WARNING: This article discusses rape, sexual assault and child pornography.

Recently, Gerard Jones was sentenced to six years in prison for possession of child pornography; the author and comics writer, arrested in 2016, pleaded guilty in April. At his sentencing, the 60-year old Jones was ordered to pay $10,200, was additionally sentenced to five years of supervised release, ordered to pay restitution to his victims and will begin serving his sentence on November 30 of this year.

The end of Jones' trial still probably comes as a shock to those who know him through either his comics work for Marvel, DC or Viz Media, or his nonfiction writing, like the Eisner Award-winning Men Of Tomorrow: Geeks, Gangsters, and the Birth of the Comic Book. While Jones was never really a superstar writer of his era, he has -- or had -- a generally well-regarded legacy in comics.

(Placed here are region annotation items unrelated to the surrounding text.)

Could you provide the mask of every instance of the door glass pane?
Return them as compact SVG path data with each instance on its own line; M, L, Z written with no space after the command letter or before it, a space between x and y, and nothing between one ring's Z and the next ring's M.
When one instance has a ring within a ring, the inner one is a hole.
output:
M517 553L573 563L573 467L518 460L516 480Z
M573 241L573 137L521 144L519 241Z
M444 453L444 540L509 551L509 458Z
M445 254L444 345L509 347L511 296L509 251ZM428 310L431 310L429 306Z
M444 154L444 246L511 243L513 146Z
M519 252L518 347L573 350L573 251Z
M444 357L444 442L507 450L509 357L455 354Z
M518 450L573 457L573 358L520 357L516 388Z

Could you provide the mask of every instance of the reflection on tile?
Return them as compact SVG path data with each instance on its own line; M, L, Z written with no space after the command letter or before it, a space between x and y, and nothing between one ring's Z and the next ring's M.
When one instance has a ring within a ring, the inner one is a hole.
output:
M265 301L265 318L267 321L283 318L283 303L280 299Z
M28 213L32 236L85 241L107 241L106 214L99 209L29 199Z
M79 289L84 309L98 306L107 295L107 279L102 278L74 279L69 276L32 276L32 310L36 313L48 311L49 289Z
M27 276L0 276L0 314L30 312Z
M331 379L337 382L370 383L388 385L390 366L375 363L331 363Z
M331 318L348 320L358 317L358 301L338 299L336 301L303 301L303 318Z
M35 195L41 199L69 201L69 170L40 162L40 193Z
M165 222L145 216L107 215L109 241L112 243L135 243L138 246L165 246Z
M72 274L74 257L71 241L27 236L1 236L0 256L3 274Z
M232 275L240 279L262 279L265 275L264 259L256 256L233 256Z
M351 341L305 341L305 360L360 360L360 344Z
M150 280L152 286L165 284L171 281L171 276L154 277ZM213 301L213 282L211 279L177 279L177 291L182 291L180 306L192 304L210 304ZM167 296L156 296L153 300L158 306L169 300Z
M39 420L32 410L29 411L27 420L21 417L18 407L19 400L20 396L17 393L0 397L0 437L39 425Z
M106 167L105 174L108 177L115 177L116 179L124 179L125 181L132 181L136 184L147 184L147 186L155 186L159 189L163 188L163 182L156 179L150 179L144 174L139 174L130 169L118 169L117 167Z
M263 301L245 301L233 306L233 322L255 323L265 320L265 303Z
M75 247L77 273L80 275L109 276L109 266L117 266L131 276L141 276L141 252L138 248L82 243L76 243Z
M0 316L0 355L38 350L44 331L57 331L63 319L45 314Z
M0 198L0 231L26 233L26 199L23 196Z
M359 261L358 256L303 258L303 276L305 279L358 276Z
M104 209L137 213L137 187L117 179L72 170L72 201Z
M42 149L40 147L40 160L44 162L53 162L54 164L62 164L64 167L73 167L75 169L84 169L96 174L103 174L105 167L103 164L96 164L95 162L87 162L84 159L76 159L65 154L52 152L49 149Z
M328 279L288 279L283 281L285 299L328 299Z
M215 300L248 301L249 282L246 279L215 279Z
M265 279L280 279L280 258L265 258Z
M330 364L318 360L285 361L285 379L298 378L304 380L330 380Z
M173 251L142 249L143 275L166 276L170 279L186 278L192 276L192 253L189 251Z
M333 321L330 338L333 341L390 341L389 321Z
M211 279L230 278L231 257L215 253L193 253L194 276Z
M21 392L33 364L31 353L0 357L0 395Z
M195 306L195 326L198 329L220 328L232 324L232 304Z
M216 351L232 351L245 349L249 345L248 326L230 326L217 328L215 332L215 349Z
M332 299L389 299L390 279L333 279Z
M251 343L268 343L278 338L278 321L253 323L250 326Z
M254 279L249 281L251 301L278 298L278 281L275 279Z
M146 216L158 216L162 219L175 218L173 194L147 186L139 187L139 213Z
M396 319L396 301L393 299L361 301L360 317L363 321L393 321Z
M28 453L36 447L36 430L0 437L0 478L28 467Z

In the wake of his singularly horrific crimes, amidst the more pressing question of how his conviction provides justice and healing for his victims, there comes the (again much less important) quandary: What should happen to that body of work?

RELATED: Gerard Jones Sentenced To Six Years In Prison

The obvious parallels lie in television. In 2015, after the Charleston shooting and the outcries of displaying the Confederate flag in public that followed it, both TV Land and CMT quietly dropped reruns of The Dukes of Hazzard from their schedules.

In a more relevant, higher-profile example, when Bill Cosby's decades of rape and sexual assault of women came back into the public eye in 2014 (setting off a series of events that eventually led to Cosby's conviction for assault this past spring), several television networks pulled reruns of The Cosby Show and I Spy , while Netflix and NBC scrapped development deals with the fallen star.

Unlike with Dukes, there was some backlash towards this, given the pioneering role and stature that The Cosby Show holds in the history of both television and African American popular culture. Publications like Ebony weighed the pros and cons of shelving such a historically important, popular and beloved show considering its legacy was now forever tainted by its titular star.